The IRS now allows servicers to discuss the modification of a loan before the borrower faces imminent default.  Under the previous interpretation of the regulation, a loan modification could only be discussed when the loan was “occasioned by default or a reasonably foreseeable default.”  The intent of Revenue Procedure 2009-45 is to allow a modification of the loan to occur, allow the parties more time to restructure loans and avoid possible default without losing the advantaged treatment of the tax status.  Specifically, Revenue Procedure 2009-45.07 recognizes that “the complexity of the mortgage loans themselves and the consequent complexity of modifications to them necessitate a substantial period prior to any expected payment or maturity default for the negotiation of any such modifications.”

How does a SERVICER Modify a COMMERCIAL loan and keep its tax status AS A REMIC?

Revenue Procedure 2009-45, in pertinent part, allows a REMIC to modify a mortgage loan if the following requirements are met:

  • The holder or servicer “reasonably believes” that there is a “significant risk” of default, based on existing, investigated facts and circumstances.  A relevant factor is “how far in the future the possible default may be.”  There is “no maximum period, however, after which default is per se not foreseeable.” § 5.03
  • The holder or servicer “reasonably believes” that the modification presents “a substantially reduced risk of default.” § 5.04
  • The loan modification must have been “effected on or after January 1, 2008.” § 8

Thus, if the above and certain other requirements are met, the IRS should not challenge the REMIC’s tax classification, or assert that a loan modification was a “prohibited modification.” 


Additionally, as part of the recent changes, an amendment was made to 26 CFR part 1 under § 860 of the Internal Revenue Code, redefining the term “significant” and “principally secured.” 

A significantly modified obligation “generally fails to be a qualified mortgage” for a REMIC.  The new regulation excepts from the definition of “significant” the following: changes in collateral; guarantees; and credit enhancement of an obligation; changes to the recourse nature of an obligation; and certain lien releases.  These changes are permitted so long as the obligation continues to be principally secured by an interest in real property.

Previously, a significantly modified obligation had to be principally secured by an interest in real property by satisfying the “80 percent” test.  The test refers to the fair market value (FMV) of real property that secures the obligation, which must equal at least 80 percent of the obligation’s adjusted price.  A decline in the collateral’s value, however, could cause a mortgage loan to fail to meet the “80 percent” test.  The IRS added an alternative method for modified mortgage loans to be principally secured if the FMV of the interest in real property after the modification equals or exceeds the FMV of the interest in real property that secured the loan immediately before the modification.

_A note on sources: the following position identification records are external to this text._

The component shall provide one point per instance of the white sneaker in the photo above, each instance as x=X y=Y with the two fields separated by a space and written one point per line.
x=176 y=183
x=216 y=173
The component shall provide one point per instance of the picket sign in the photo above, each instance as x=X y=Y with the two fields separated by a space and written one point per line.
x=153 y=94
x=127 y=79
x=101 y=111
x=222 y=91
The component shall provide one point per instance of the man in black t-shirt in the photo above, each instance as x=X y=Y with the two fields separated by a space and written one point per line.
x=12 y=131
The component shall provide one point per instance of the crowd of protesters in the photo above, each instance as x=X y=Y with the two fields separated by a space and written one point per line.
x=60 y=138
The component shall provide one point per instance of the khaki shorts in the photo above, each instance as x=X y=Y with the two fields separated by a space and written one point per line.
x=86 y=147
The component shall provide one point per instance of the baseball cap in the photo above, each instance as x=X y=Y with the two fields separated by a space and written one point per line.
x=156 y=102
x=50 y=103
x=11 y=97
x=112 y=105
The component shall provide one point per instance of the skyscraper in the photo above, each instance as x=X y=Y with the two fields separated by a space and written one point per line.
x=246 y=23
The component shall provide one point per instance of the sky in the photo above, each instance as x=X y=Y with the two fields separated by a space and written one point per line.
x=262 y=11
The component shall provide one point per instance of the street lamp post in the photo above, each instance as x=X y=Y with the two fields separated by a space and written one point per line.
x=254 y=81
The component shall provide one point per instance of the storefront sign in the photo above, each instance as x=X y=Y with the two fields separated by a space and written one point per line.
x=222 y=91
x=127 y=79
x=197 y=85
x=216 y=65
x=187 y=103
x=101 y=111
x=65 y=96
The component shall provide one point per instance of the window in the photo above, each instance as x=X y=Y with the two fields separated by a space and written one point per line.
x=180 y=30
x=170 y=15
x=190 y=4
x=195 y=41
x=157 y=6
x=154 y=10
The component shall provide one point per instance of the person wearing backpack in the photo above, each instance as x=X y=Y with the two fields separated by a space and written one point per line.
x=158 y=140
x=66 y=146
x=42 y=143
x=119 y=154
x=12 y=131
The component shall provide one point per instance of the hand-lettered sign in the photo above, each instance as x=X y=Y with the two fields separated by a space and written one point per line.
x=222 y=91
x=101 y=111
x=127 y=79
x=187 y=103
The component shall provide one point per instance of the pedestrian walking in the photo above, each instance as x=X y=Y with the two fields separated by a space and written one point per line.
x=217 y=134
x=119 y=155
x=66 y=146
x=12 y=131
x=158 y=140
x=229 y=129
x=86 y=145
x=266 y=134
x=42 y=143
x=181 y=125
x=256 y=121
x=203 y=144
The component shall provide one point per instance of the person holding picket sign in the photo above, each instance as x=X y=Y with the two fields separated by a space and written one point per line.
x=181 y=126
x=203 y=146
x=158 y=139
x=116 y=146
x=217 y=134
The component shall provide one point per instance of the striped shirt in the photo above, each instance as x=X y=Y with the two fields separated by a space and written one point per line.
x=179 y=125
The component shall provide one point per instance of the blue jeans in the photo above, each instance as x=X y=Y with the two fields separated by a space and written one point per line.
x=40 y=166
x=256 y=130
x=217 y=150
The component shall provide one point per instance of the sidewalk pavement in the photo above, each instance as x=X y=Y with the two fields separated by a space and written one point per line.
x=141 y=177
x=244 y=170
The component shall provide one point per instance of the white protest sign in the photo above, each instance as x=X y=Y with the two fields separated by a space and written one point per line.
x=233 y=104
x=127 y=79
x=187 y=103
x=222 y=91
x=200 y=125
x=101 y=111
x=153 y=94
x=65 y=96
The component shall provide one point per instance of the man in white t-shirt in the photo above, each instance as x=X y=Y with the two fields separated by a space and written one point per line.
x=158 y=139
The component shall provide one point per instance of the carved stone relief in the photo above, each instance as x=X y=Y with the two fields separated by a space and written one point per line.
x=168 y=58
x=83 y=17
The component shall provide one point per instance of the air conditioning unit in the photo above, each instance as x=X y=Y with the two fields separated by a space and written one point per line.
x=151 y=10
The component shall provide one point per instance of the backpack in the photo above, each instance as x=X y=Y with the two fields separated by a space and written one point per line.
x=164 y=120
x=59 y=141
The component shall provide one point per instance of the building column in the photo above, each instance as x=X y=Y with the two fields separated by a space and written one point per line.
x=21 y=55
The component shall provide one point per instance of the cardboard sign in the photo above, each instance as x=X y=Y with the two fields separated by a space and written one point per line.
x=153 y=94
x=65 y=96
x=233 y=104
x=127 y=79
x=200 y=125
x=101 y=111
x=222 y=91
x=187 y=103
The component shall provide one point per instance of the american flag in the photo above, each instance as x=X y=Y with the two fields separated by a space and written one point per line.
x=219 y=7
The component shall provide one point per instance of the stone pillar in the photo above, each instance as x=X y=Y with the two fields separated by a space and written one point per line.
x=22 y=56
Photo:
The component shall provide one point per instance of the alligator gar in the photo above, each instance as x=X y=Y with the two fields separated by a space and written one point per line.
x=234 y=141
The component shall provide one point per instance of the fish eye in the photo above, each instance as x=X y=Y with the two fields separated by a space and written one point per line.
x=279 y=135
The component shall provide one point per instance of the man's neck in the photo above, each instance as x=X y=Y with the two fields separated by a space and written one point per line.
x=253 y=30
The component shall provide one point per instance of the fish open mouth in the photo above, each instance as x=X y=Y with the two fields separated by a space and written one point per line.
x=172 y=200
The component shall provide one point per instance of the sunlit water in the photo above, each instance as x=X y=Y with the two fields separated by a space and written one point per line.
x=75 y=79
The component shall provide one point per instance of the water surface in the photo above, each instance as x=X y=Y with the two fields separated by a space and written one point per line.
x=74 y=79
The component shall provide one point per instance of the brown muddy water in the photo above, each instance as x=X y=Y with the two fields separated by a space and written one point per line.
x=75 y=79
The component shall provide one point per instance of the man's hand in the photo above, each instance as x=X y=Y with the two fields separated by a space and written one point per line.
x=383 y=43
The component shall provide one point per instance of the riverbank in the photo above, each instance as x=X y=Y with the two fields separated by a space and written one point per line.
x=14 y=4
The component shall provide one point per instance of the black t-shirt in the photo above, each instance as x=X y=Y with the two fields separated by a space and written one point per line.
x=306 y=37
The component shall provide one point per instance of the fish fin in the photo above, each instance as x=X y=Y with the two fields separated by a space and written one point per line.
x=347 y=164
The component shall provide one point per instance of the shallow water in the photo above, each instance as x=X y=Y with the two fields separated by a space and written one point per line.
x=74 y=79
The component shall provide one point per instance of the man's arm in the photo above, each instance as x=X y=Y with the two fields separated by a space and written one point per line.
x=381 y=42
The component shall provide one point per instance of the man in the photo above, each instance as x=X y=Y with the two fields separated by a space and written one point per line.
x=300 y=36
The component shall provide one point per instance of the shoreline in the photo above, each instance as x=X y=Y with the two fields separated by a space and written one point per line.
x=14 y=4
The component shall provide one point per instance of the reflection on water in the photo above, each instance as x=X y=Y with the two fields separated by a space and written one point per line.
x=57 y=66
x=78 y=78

It remains to be seen how extensively the new, more relaxed REMIC rules are relied upon by servicers to modify loans in the months and years to come.   

This correspondence should not be construed as legal advice or legal opinion on any specific facts or circumstances. The contents are intended for general informational purposes only, and you are urged to consult a lawyer concerning your own situation and legal questions.